Love Chastity. Blaze.
Tended by Jesus, chastity is fire in the fireplace: a controlled burn that heats up a cold house, eases up for tenderness, stays true to its function, and incinerates garbage.
Unchaste clutter surrounds us and deadens us. Nudity is the current fashion trend for women, while the moral atrocities some men do against women astound and sicken, e.g., Trump fav Matt Gaetz and Dominique Pelicot, who invited his band of brothers to rape his wife repeatedly.
The fallout from the mess includes the weaponizing of persons who want nothing to do with such ‘binary’ bondage. But flight from one’s sex into queer culture is a flight from God, another dungeon we pad with platitudes about how kindly inclusive we are.
We live in unchastity, amplified on endless screens; we tune out the everyday drone of shaming and blaming persons who wound self and others through sexual sin.
Our cure? Love chastity. Of all the gifts I’ve received, an accurate understanding and aspiration toward chastity reigns supreme. Chastity is HOPE for a sexually broken world.
Amid a people living in deep darkness, a Light has dawned (Is. 60:1-2). The diamond of chastity reflects His glory, an invitation to mature into a grounded and exuberant human being. Love chastity with me! Only what we love will change us. Beautifully.
Let’s explore more. Chastity means the ordering of our courts—our personal temples—so that we can direct our powers of life and love to dignifying persons and, if God wills, creating new ones. Chastity endows us with the authority to transform what is alien to human thriving into an attuned gift of self.
What chastity isn’t: mere ‘wholeness’ or abstinence. One can be very proud of virginity at the cost of exuberant connectedness. Vanilla sterility is not chastity! Nor are fluctuating, flimsy versions of ‘wholeness.’ Chastity cannot be reduced to the banally therapeutic. It seems everyone is queer, addicted, and abused. We have lost the reality of ‘this is a real affliction that needs a cure.’ We need spiritual awakening.
Chastity begins and ends with Jesus. He is the image of God in humanity, and He alone has the power to summon His very imprint from our depths—your depth as a woman, mine as a man. He made us, and He has unique authority to remake us where we are corrupt, broken, and temporarily blind. He opens our eyes, little by little.
We who seek His order for our passions keep our eyes fixed on Him. Why? He possesses power that He shares with us. He knows where we are going. He assures us that we will get there. Together.
And chastity unifies us with all persons. Jesus calls everyone to be chaste. He surpasses how we divide persons: categorical, often fatalistic thinking. While acknowledging the differing wounds and disorders of His children, He refuses our deterministic approach to defining and evaluating others. ‘What determines a life is not the mold from which it issues but the goal toward which it moves’ (Eric Varden).
No sinner of any stripe should be excluded; no prognosis should be deemed too grim. ‘Nothing is beyond God’s ordering power’ (Varden).
Jesus authors and finishes whatever growth we make in chastity. He helps us to realize the complex fulfillment of the nature He placed in us.
For this, we must assume responsibility. We can aspire to more than our little kingdoms. Chastity envisions us: I am created to blaze with love for God and the beauty of His creation. Yet I am derailed by fear and lust and defensiveness. An ordered life requires admitting disorder––and doing so before our fellows. How broken are we about the ways we have betrayed God’s own?

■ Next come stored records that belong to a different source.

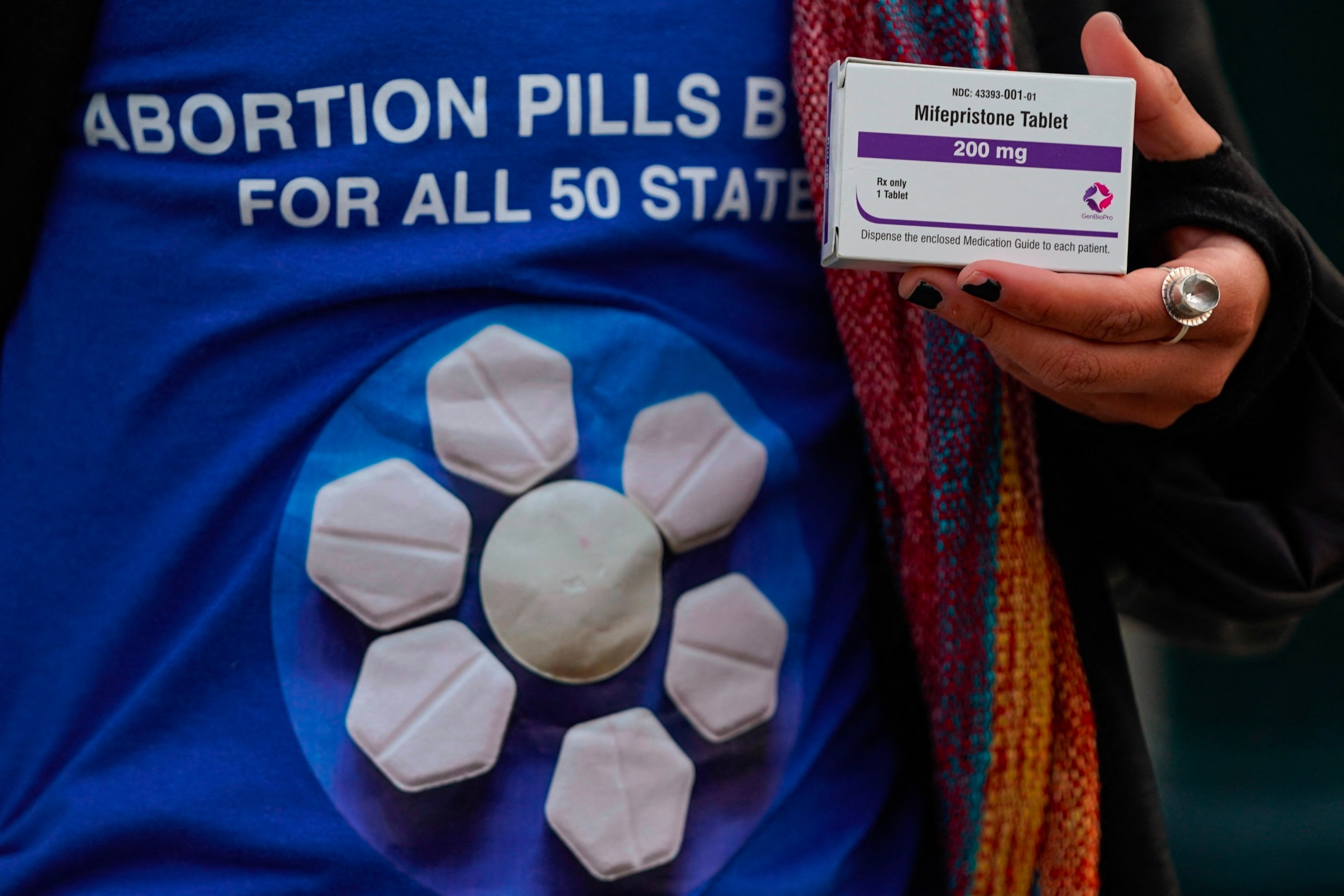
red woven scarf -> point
(951, 437)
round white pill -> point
(572, 581)
(430, 706)
(502, 410)
(620, 794)
(389, 543)
(691, 468)
(724, 665)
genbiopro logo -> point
(1099, 198)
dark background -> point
(1250, 751)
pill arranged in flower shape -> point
(572, 581)
(389, 545)
(430, 706)
(693, 469)
(570, 585)
(502, 410)
(620, 794)
(724, 668)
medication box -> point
(937, 166)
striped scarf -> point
(1015, 747)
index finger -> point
(1099, 307)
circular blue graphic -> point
(490, 835)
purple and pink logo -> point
(1097, 196)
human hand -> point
(1090, 342)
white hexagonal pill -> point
(620, 794)
(502, 410)
(389, 543)
(724, 665)
(430, 706)
(691, 468)
(572, 581)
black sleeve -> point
(1228, 527)
(43, 49)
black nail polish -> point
(988, 290)
(927, 296)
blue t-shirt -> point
(428, 461)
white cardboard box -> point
(938, 166)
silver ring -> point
(1190, 298)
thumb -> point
(1167, 128)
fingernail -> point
(983, 287)
(925, 296)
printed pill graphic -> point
(724, 667)
(502, 410)
(693, 469)
(620, 794)
(389, 545)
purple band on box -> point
(1014, 154)
(1010, 229)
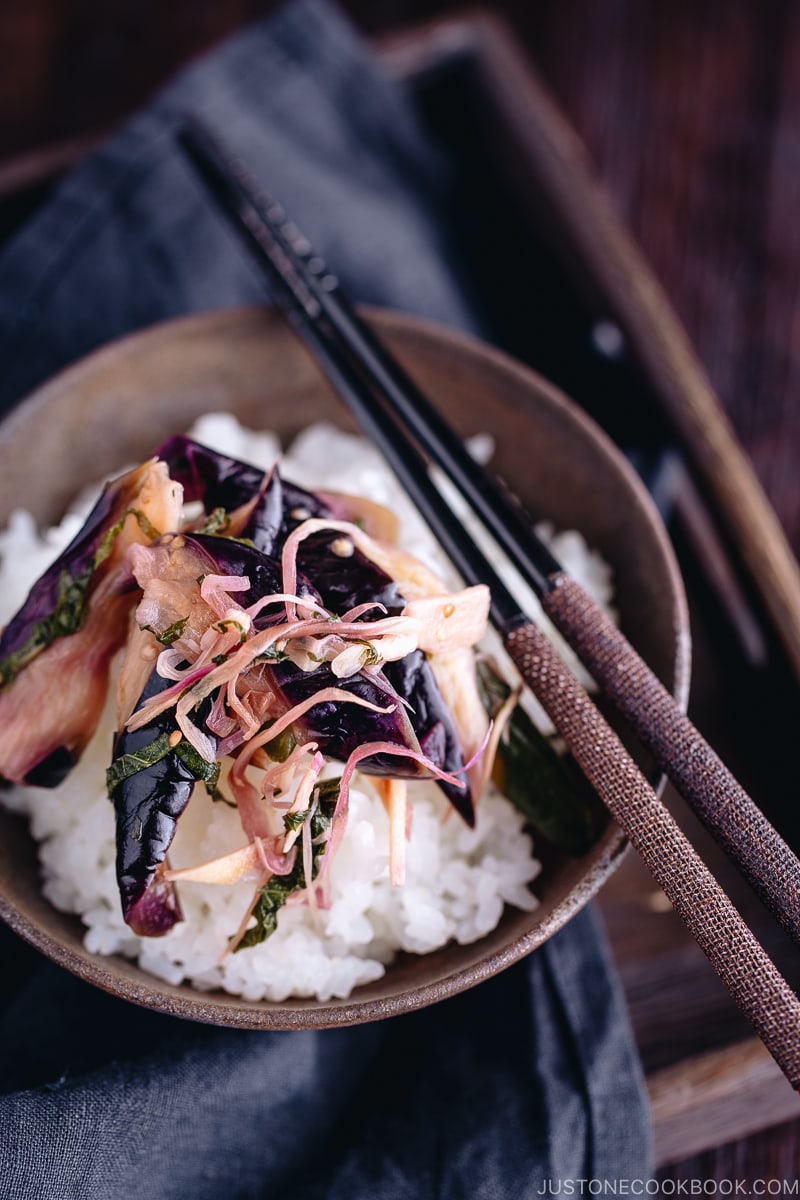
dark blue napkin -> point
(529, 1079)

‘The way to order is through disorder...How can I be healed if I am determined to give the impression that I am not sick?... Am I prepared to own and name what is in my heart? From that point of departure, will I let God’s call order and reform me?’ (Varden).
God gives grace to activate responsibility by placing us in family—a good enough community to surround and support us while respecting differences. We discover at once how little we trust and how proud we are of our self-reliant thoughts and efforts. Neither has saved us; we discover how much we need love from those more chaste than us.
Slowly but authentically, we discover the restoration of desire. Our desires are not as ugly and disordered as we thought. We are capable of seeing and loving people as they are; we catch glimpses of our original dignity, man or woman. We play that dignity forward in how we care for others in a tender, honest way.
Jesus cleanses and guides our sexual ‘waters’ for a reason. We flow out to bless others.
And we blaze. Not quickly and not always. But chastity is holy fire, our most potent desire to unite with Love guiding our care for others. At times, I catch a glimpse of myself as a clean, ordered ‘fireplace.’ Like you, I am still subject to as much beauty as unchaste clutter. But training in chastity has made me good at allowing Jesus to burn up the dross and refuel chaste love for many.
Love chastity. Blaze. It is our gift to a disordered world longing for more.‘ Nations will come to your light, and kings to the brightness of your dawn’ (Is. 60:3).